Background information
- Genres: Jazz, swing, big band
- Past members: Bill Conway Murray Kane Gene Steck Steve Steck Artie Malvin Lynn Allison

= The Crew Chiefs =

The Crew Chiefs were a vocal group popular in the 1940s, known for accompanying Tex Beneke, Glenn Miller, and Ray McKinley. Member Artie Malvin co-wrote the song "I'm Headin' For California" with Glenn Miller in 1944.

==Appearances==
The name of the group is an allusion to a crew chief in the U.S. Army Air Force. A Crew Chief is responsible for the day to day condition of the military aircraft assigned to them. The group appeared on the I Sustain the Wings radio broadcasts with Captain Glenn Miller and the Army Air Forces Training Command Orchestra. They also appeared on the V Discs released by the U.S. War Department. After the war, they were part of the Glenn Miller Orchestra under the direction of Tex Beneke.
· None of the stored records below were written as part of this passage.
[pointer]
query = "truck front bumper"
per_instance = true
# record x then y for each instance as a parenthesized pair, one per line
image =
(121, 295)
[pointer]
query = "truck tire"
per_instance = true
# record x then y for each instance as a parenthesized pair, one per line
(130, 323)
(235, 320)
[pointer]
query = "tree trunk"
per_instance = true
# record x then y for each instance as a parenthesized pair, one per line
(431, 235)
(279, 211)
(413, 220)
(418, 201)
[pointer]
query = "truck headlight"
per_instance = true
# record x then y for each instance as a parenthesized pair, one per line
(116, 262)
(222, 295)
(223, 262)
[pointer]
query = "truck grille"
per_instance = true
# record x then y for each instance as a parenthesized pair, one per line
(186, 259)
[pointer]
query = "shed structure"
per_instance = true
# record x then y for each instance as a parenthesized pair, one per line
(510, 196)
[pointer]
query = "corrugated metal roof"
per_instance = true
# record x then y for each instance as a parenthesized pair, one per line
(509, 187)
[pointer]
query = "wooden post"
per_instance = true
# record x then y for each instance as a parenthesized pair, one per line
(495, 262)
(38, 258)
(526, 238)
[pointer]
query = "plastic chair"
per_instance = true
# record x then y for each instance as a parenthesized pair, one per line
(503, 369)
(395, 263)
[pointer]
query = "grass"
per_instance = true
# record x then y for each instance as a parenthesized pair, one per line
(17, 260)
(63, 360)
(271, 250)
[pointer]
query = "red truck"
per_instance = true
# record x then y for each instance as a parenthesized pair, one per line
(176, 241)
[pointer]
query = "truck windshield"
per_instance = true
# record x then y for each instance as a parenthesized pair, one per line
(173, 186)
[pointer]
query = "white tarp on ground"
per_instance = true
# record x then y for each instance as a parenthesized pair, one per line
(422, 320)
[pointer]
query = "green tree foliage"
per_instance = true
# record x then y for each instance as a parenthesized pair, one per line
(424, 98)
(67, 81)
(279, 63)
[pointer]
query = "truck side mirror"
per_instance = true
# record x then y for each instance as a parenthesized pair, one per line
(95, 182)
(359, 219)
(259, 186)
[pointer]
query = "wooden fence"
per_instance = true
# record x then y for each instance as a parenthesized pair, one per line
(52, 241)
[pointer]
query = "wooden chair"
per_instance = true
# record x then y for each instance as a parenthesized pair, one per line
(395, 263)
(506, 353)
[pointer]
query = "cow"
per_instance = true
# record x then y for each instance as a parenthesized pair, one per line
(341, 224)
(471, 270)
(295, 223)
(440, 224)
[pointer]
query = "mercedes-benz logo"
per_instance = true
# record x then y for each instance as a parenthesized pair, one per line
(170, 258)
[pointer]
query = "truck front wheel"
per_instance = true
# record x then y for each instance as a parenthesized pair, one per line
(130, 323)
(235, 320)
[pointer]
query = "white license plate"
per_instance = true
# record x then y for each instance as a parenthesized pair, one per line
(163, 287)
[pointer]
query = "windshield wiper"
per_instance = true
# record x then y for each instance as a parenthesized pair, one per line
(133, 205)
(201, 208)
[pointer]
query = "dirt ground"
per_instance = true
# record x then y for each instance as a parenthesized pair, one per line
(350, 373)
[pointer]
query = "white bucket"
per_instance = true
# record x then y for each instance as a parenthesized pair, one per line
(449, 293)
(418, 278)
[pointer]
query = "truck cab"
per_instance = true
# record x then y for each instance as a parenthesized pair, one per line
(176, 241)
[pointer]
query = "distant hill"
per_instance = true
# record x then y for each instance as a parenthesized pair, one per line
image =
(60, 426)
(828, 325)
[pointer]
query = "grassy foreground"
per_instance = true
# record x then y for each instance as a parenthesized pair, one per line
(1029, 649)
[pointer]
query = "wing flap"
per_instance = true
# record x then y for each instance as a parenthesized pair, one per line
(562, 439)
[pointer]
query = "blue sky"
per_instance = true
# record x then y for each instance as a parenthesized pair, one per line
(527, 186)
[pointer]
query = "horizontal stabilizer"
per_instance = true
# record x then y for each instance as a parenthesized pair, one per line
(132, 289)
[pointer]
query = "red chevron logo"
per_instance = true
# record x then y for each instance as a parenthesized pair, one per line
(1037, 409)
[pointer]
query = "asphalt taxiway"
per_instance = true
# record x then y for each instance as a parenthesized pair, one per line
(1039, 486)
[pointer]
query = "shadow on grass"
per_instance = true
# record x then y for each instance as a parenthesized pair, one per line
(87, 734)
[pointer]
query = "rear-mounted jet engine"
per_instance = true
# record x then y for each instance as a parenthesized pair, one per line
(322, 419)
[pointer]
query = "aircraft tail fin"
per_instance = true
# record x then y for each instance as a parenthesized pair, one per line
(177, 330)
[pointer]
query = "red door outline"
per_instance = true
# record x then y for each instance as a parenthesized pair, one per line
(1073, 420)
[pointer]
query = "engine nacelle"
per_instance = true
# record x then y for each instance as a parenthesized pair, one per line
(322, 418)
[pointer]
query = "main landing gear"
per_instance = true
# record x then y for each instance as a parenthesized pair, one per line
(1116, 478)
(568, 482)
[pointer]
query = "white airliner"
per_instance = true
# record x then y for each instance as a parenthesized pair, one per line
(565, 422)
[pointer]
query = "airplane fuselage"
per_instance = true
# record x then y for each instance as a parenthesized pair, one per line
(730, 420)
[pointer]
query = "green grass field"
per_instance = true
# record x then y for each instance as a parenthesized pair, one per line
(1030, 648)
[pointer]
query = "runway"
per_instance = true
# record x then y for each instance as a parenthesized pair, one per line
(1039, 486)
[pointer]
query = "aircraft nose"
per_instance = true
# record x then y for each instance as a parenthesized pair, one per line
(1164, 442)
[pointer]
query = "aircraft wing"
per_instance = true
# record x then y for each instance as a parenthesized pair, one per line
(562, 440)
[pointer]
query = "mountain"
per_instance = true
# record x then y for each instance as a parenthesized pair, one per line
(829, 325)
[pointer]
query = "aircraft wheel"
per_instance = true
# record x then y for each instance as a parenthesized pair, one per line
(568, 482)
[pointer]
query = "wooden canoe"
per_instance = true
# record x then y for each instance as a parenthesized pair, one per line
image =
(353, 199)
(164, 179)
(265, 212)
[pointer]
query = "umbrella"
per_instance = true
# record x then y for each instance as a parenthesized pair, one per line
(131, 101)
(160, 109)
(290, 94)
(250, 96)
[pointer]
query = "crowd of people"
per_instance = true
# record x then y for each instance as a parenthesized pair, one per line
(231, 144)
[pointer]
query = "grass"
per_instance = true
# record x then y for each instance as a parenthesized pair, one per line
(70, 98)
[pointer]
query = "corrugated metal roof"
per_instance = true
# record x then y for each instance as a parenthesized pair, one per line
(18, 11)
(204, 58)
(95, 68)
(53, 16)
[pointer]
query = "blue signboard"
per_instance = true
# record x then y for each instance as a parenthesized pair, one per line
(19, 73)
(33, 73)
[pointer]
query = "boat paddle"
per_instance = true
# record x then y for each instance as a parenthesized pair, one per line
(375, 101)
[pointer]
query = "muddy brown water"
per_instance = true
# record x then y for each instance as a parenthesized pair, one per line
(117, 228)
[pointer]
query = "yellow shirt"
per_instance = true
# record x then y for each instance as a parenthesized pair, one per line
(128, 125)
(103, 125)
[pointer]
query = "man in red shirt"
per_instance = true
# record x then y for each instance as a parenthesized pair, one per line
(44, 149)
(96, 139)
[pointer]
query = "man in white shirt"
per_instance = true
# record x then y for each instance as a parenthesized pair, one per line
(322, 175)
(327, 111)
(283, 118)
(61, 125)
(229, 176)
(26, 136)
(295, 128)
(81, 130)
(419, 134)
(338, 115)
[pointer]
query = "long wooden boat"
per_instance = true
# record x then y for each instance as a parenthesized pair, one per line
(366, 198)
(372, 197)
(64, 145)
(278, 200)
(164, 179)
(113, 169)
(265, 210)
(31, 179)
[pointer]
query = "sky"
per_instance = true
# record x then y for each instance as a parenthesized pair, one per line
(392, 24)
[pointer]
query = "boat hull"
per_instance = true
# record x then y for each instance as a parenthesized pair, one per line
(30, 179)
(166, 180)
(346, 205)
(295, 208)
Their appearances include:

- Glenn Miller and the Army Air Forces Training Command Orchestra (with Johnny Desmond) - "Moon Dreams" (1944)
- Glenn Miller Orchestra - "Have Ya Got Any Gum, Chum?" (1945)
- Glenn Miller Orchestra (with Ray McKinley) - "Chattanooga Choo-Choo" (1944)
- Glenn Miller Orchestra (with Johnny Desmond) - "The Trolley Song" (1945)
- Glenn Miller Orchestra - "It's Love-Love-Love" (1944)
- Glenn Miller Orchestra - "There Are Yanks" (1944)
- Glenn Miller Orchestra (with Tex Beneke) - "I'm Headin' For California" (1946)

==Members==
The following singers all had tenure within the group:
- Bill Conway
- Murray Kane
- Gene Steck
- Steve Steck
- Artie Malvin
- Lynn Allison

==Sources==
- Butcher, Geoffrey (1997). Next to a Letter from Home.
- Polic, Edward F. (1989). The Glenn Miller Army Air Force Band: Sustineo Alas 2.
- Simon, George Thomas. (1974). Glenn Miller and His Orchestra.